Angela Merkel's mistake: Battling the financial markets
WE UNDERSTAND that the bailout of Greece and other Southern European fiscal miscreants is unpopular in Germany, whose taxpayers will shoulder much of the cost. We further understand that Angela Merkel, the German chancellor, had to appease public opinion to win approval for the bailout in Germany's parliament. Still, her government's sudden and unilateral ban on "naked" credit default swaps this week was not the way to do it. It was so transparently political and, in policy terms, so irrational that it raised doubts about Berlin's leadership in the euro crisis. Whatever short-term domestic political benefits it had were offset by the damage it caused, and may yet cause, on financial markets across the world.

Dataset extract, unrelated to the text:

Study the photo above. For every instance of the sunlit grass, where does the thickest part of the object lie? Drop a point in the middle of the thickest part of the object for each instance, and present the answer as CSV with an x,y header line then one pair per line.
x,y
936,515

Naked credit default swaps enable speculators to bet on the future value of financial instruments they do not own. Ms. Merkel blames such betting for the troubles of European sovereign debt. She sees "a battle of the politicians against the markets" that she is "determined to win." Gripped by this mentality, Ms. Merkel ignores the fact that Berlin's own financial regulatory agency announced on March 31 that "the market data . . . do not support the conclusion that speculation is taking place on a massive scale."
And she seemingly does not fathom that naked credit default swaps can provide an early warning system -- in the absence of which profligate entities, such as Greece's government, may be enabled to extend their profligacy. In that respect, speculators are not fiscally hawkish Germany's "adversaries," as Ms. Merkel says, but its friends. It was especially strange that her government also banned naked short-selling of shares in Germany's largest banks, which are heavily exposed to Southern Europe's sovereign debt. That can only make investors more suspicious of those ostensibly sound institutions.
Ms. Merkel needs to remind herself that "markets" are mostly made up of money managers doing their best to protect pension funds and other savings of ordinary people. She says that she is trying to rescue the euro, but excessive rhetoric stimulates a flight by investors to other currencies. She says she is trying to save Europe, but erratic action feeds the impression of a continental political class that may be losing its nerve and its way.